Neue Stiftungsprofessur für „Safe and Sustainable by Design“ stärkt Lehre, Innovation und Wettbewerbsfähigkeit

Kathrin Weiland hat mit 1. März 2026 die Stadt Wien Stiftungsprofessur für Safe and Sustainable by Design übernommen.

Mit der Stadt Wien Stiftungsprofessur „Safe and Sustainable by Design“ (SSbD) wird ein zentrales Zukunftskonzept für sichere und nachhaltige Produkte dauerhaft in Lehre, Forschung und gesellschaftlichem Transfer verankert. Die FH Technikum Wien übernimmt damit eine Vorreiterrolle und zeigt, wie moderne Ausbildung auf die Herausforderungen unserer Zeit antworten kann.

WAS BEDEUTET „SAFE AND SUSTAINABLE BY DESIGN“?

Jeden Tag kommen wir mit Produkten wie Lebensmittelverpackungen, elektronischen Geräten, Textilien und Kosmetika in Berührung.
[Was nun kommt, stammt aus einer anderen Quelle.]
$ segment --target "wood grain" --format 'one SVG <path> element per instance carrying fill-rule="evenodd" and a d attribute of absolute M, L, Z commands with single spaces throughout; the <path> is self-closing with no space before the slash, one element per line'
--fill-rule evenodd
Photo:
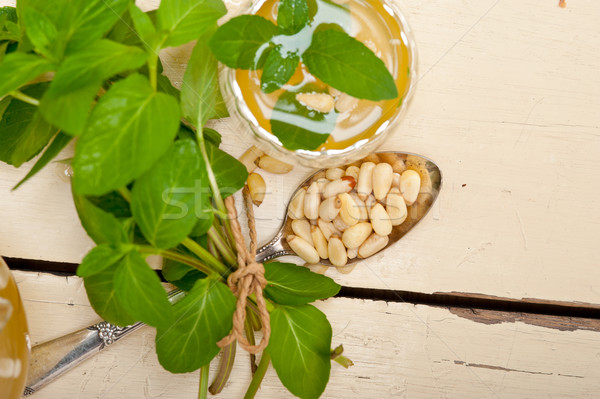
<path fill-rule="evenodd" d="M 79 278 L 15 272 L 32 342 L 97 321 Z M 600 333 L 474 322 L 448 309 L 333 299 L 317 305 L 355 363 L 333 364 L 324 398 L 585 398 L 600 389 Z M 565 323 L 578 324 L 576 320 Z M 213 364 L 213 366 L 215 366 Z M 214 372 L 214 368 L 212 369 Z M 239 398 L 249 382 L 238 350 L 233 378 L 219 396 Z M 195 398 L 197 373 L 173 375 L 154 354 L 154 331 L 136 332 L 81 364 L 32 398 Z M 271 368 L 258 398 L 288 398 Z"/>
<path fill-rule="evenodd" d="M 142 2 L 146 9 L 157 4 Z M 383 148 L 434 159 L 444 188 L 393 250 L 349 275 L 331 275 L 348 286 L 600 304 L 600 3 L 399 4 L 415 31 L 421 79 L 406 119 Z M 186 51 L 163 54 L 175 84 Z M 232 121 L 216 126 L 232 154 L 249 145 Z M 11 192 L 26 170 L 0 165 L 0 253 L 79 262 L 91 242 L 60 167 L 49 165 Z M 263 241 L 307 173 L 263 173 Z"/>

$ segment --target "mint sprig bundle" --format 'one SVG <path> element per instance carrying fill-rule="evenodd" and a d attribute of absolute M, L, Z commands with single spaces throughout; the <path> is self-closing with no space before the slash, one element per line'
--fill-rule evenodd
<path fill-rule="evenodd" d="M 226 285 L 236 249 L 224 198 L 247 178 L 205 127 L 226 115 L 207 44 L 225 12 L 220 0 L 163 0 L 149 13 L 130 0 L 22 0 L 0 12 L 0 160 L 19 167 L 42 153 L 22 184 L 77 140 L 73 199 L 97 244 L 77 271 L 90 303 L 111 323 L 156 327 L 160 363 L 176 373 L 201 369 L 201 397 L 236 306 Z M 158 54 L 194 39 L 180 92 Z M 162 256 L 163 277 L 186 291 L 174 305 L 148 255 Z M 293 394 L 316 398 L 331 359 L 347 362 L 310 303 L 340 286 L 292 264 L 264 267 L 271 339 L 247 397 L 272 361 Z M 256 298 L 246 312 L 253 342 Z M 225 385 L 235 349 L 222 349 L 212 393 Z"/>
<path fill-rule="evenodd" d="M 230 68 L 262 70 L 264 93 L 281 89 L 302 62 L 314 77 L 352 97 L 371 101 L 397 98 L 394 78 L 383 61 L 350 36 L 335 16 L 321 12 L 321 7 L 349 13 L 344 6 L 327 0 L 280 0 L 277 25 L 258 15 L 241 15 L 219 27 L 210 47 Z M 311 91 L 310 86 L 285 89 L 271 117 L 272 133 L 290 150 L 317 149 L 333 131 L 337 112 L 315 111 L 290 95 Z M 299 118 L 320 126 L 320 130 L 290 123 L 290 119 Z M 320 123 L 325 120 L 327 123 Z"/>

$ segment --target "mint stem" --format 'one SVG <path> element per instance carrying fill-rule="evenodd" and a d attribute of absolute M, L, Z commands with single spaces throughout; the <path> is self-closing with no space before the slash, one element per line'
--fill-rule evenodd
<path fill-rule="evenodd" d="M 191 238 L 186 238 L 181 242 L 181 244 L 192 251 L 194 255 L 205 261 L 209 266 L 213 267 L 220 275 L 226 276 L 229 274 L 229 268 L 219 262 L 217 258 L 212 256 L 208 250 L 206 250 L 202 245 L 198 244 L 196 241 Z"/>
<path fill-rule="evenodd" d="M 229 265 L 232 265 L 232 266 L 235 265 L 236 264 L 235 254 L 233 253 L 231 248 L 229 248 L 227 246 L 227 243 L 225 242 L 224 237 L 221 234 L 219 234 L 217 229 L 215 229 L 215 226 L 211 226 L 210 229 L 208 230 L 208 237 L 210 238 L 212 243 L 215 245 L 215 247 L 217 247 L 217 250 L 219 251 L 221 256 L 223 256 L 223 258 L 225 259 L 225 262 L 227 262 Z"/>
<path fill-rule="evenodd" d="M 205 364 L 200 369 L 200 389 L 198 390 L 198 399 L 208 398 L 208 372 L 210 363 Z"/>
<path fill-rule="evenodd" d="M 244 395 L 244 399 L 253 399 L 256 392 L 258 392 L 258 388 L 267 373 L 267 369 L 269 368 L 269 363 L 271 363 L 271 356 L 265 351 L 263 351 L 263 355 L 260 358 L 260 363 L 258 363 L 258 368 L 256 369 L 256 373 L 252 376 L 252 381 L 250 382 L 250 386 L 248 386 L 248 390 L 246 391 L 246 395 Z"/>
<path fill-rule="evenodd" d="M 31 96 L 28 96 L 27 94 L 20 92 L 18 90 L 11 91 L 10 95 L 13 96 L 14 98 L 16 98 L 17 100 L 26 102 L 27 104 L 31 104 L 31 105 L 35 105 L 35 106 L 40 105 L 40 100 L 38 100 L 37 98 L 33 98 Z"/>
Doch wie sicher für uns und die Umwelt sind die darin enthaltenen Materialien und Chemikalien? Welche Auswirkungen haben sie heute und in den nächsten 20 Jahren? Genau hier setzt das Konzept „Safe and Sustainable by Design“ der Europäischen Kommission an.

Es bietet einen freiwilligen, aber wissenschaftlich fundierten Rahmen, der Sicherheits-, Gesundheits-, Umwelt- und Klimaaspekte bereits in der frühesten Phase der Produktentwicklung berücksichtigt und nicht erst, wenn ein Produkt bereits auf dem Markt ist. Ziel ist es, Produkte zu schaffen, die die menschliche Gesundheit schützen, die Umwelt so wenig wie möglich belasten, recyclingfähig sind, Abfall vermeiden und Ressourcen schonen. Kurz gesagt: Sicherheit und Nachhaltigkeit sollen von Anfang an integriert sein.
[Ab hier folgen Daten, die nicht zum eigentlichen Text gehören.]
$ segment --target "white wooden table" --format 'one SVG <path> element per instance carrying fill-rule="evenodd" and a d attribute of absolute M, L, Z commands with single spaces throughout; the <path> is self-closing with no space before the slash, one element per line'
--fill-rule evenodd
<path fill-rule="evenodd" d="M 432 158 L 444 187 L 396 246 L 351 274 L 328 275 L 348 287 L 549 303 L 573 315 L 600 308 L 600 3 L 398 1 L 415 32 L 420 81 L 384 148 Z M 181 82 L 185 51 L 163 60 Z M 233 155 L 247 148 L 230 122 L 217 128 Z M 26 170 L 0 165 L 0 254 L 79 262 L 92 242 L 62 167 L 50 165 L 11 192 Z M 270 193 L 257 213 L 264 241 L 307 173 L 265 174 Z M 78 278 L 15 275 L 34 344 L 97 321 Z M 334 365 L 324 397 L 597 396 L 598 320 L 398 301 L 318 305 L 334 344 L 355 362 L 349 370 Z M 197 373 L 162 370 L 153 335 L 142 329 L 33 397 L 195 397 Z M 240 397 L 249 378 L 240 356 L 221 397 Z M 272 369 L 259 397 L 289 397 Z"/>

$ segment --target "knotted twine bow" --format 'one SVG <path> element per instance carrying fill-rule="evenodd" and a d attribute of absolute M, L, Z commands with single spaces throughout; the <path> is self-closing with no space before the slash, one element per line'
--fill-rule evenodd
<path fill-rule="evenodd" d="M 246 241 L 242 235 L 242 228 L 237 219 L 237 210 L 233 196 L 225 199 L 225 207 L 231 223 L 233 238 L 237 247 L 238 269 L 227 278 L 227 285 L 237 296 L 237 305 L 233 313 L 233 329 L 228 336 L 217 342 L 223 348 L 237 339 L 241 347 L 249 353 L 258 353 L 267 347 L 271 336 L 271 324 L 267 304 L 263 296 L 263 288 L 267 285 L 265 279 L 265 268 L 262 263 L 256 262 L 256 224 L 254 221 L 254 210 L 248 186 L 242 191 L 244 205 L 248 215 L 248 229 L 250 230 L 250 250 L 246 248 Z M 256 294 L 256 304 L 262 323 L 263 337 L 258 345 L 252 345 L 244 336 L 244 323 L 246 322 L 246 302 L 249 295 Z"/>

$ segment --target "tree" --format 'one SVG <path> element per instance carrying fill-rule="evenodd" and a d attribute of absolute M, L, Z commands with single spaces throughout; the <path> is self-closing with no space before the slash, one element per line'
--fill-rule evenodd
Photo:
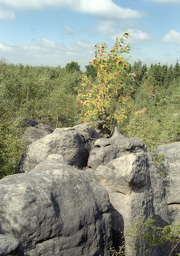
<path fill-rule="evenodd" d="M 14 174 L 26 146 L 12 119 L 0 106 L 0 179 Z"/>
<path fill-rule="evenodd" d="M 72 61 L 71 63 L 67 63 L 66 65 L 66 69 L 68 71 L 73 72 L 75 71 L 80 71 L 80 66 L 77 62 Z"/>
<path fill-rule="evenodd" d="M 85 68 L 86 69 L 86 75 L 87 77 L 91 75 L 93 78 L 95 79 L 97 76 L 96 67 L 91 64 L 89 64 L 85 66 Z"/>
<path fill-rule="evenodd" d="M 177 59 L 173 70 L 174 76 L 175 78 L 178 78 L 180 76 L 180 65 Z"/>
<path fill-rule="evenodd" d="M 84 75 L 78 90 L 77 100 L 81 105 L 80 120 L 83 122 L 101 121 L 107 137 L 111 136 L 114 127 L 126 118 L 131 110 L 130 96 L 123 94 L 129 64 L 122 56 L 129 53 L 129 45 L 124 44 L 129 37 L 126 31 L 122 38 L 117 37 L 109 52 L 105 43 L 95 45 L 95 58 L 90 64 L 96 67 L 97 84 L 91 84 Z"/>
EINE PROFESSUR ALS STRATEGISCHER KNOTENPUNKT

Mit der Etablierung einer Stiftungsprofessur wird SSbD systematisch in Lehre und Forschung an der FH Technikum Wien verankert. Die Professur fungiert als zentrale Schnittstelle, die bestehende Kompetenzen bündelt und neue Impulse setzt. Umwelt- und Bioprozesstechnik, Ökotoxikologie, Mikroplastikforschung, Lebenszyklusanalysen und regulatorische Bewertung fließen hier zusammen.

KATHRIN WEILAND übernimmt ab 1. März 2026 die Stiftungsprofessur für Safe and Sustainable by Design. Als Wissenschaftlerin und Lektorin an der FH Technikum Wien bringt sie tiefgreifende Expertise in biobasierten advanced materials mit, also Hochleistungswerkstoffen auf Basis nachwachsender Rohstoffe.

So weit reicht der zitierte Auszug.